La garantie invalidité se souscrit rarement seule : elle s'intègre à un contrat de prévoyance avec l'incapacité et le décès. En 2026, la part invalidité représente 10 à 35 € par mois pour un salarié qui complète son régime collectif, et 30 à 90 € par mois pour un indépendant garantissant une rente complète jusqu'à la retraite — un coût déductible du bénéfice imposable en loi Madelin pour les TNS. Quatre facteurs font varier la cotisation : l'âge à la souscription (3 à 5 % de plus par année), la profession, le montant de rente garanti et le barème retenu.
Les avantages
- Rente versée jusqu'à la retraite, quel que soit le nombre d'années restantes
- Cotisation modérée au regard du capital de revenus protégé
- Admission sans questionnaire médical dans les régimes collectifs d'entreprise
- Fiscalité Madelin favorable pour les indépendants
Les limites
- Barèmes et exclusions très variables d'un contrat à l'autre
- Rente indemnitaire souvent plafonnée à 100 % du revenu net, prestations Sécurité sociale déduites
- Délais d'attente de 3 à 12 mois sur la maladie en souscription individuelle
- Tarif croissant avec l'âge : souscrire tard coûte cher
Bien choisir son contrat : les cinq vérifications décisives
- Exigez un barème professionnel, ou à défaut croisé, surtout si votre métier est manuel ou technique.
- Vérifiez le seuil de déclenchement : 33 % au maximum, 15 % dans l'idéal.
- Contrôlez la formule de calcul de la rente partielle (n/66 plutôt que des paliers restrictifs).
- Assurez-vous de la revalorisation de la rente en cours de service : non indexée, elle perd 20 % de pouvoir d'achat en dix ans.
- Faites racheter les exclusions dos et psy dès la souscription.
- Ne vous fiez pas au seul taux de la Sécurité sociale : l'assureur applique son propre barème, et les deux décisions sont indépendantes.
- Ne garantissez pas une rente supérieure à votre revenu net : la garantie est indemnitaire, l'excédent de cotisation serait perdu.

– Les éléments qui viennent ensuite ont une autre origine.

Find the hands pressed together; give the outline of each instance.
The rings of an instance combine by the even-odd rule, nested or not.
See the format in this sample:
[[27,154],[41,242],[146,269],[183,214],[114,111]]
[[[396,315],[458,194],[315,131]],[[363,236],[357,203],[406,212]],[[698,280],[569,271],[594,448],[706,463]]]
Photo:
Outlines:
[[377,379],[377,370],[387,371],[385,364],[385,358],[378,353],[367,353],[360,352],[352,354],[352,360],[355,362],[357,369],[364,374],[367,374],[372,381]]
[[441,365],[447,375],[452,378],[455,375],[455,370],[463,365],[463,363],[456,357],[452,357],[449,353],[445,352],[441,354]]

- Ne masquez aucun antécédent au questionnaire de santé : la fausse déclaration intentionnelle annule le contrat (article L113-8 du Code des assurances).
« En invalidité, la cotisation se lit en dernier. Lisez d'abord trois lignes des conditions générales : le barème, le seuil de déclenchement, les exclusions. Ce sont elles qui décident si la rente tombera — ou non — le jour où tout bascule. »
Faire reconnaître son invalidité et déclencher sa rente
- La consolidation de l'état de santé.
Le médecin traitant et le médecin-conseil de la CPAM constatent que l'état n'évoluera plus favorablement. Elle intervient au plus tard après 3 ans d'indemnités journalières.
- La demande de pension.
À l'initiative de la CPAM ou de l'assuré (formulaire Cerfa 11174), sous conditions : 12 mois d'immatriculation et une durée minimale de cotisation ou d'heures travaillées. La caisse répond sous 2 mois ; silence vaut rejet.
- La déclaration à l'assureur.
Transmettez la notification de pension, les pièces médicales et les justificatifs de revenus dans le délai contractuel, souvent 6 mois. L'assureur missionne son propre médecin expert.
- L'expertise et la fixation du taux contractuel.
Le taux retenu selon le barème du contrat détermine la rente. En cas de désaccord, une contre-expertise amiable puis un arbitrage par un troisième médecin sont prévus au contrat.
- Le versement et le suivi.
La rente est servie mensuellement ou trimestriellement jusqu'à la retraite, avec révision possible du taux si l'état de santé évolue, dans les deux sens.
Bon à savoir
La pension d'invalidité de la Sécurité sociale et la rente du contrat de prévoyance se cumulent. En revanche, la plupart des contrats plafonnent le total des ressources à 100 % du revenu net d'activité antérieur : au-delà, la rente contractuelle est écrêtée.
À retenir
L'assurance invalidité se joue sur trois clauses : un barème professionnel, un déclenchement dès 33 % et des exclusions rachetées. La pension de la Sécurité sociale, plafonnée à environ 2 000 € par mois en catégorie 2, ne suffit jamais aux revenus moyens et supérieurs : la rente complémentaire n'est pas un confort, c'est la garantie que le foyer traverse les années, pas seulement les semaines.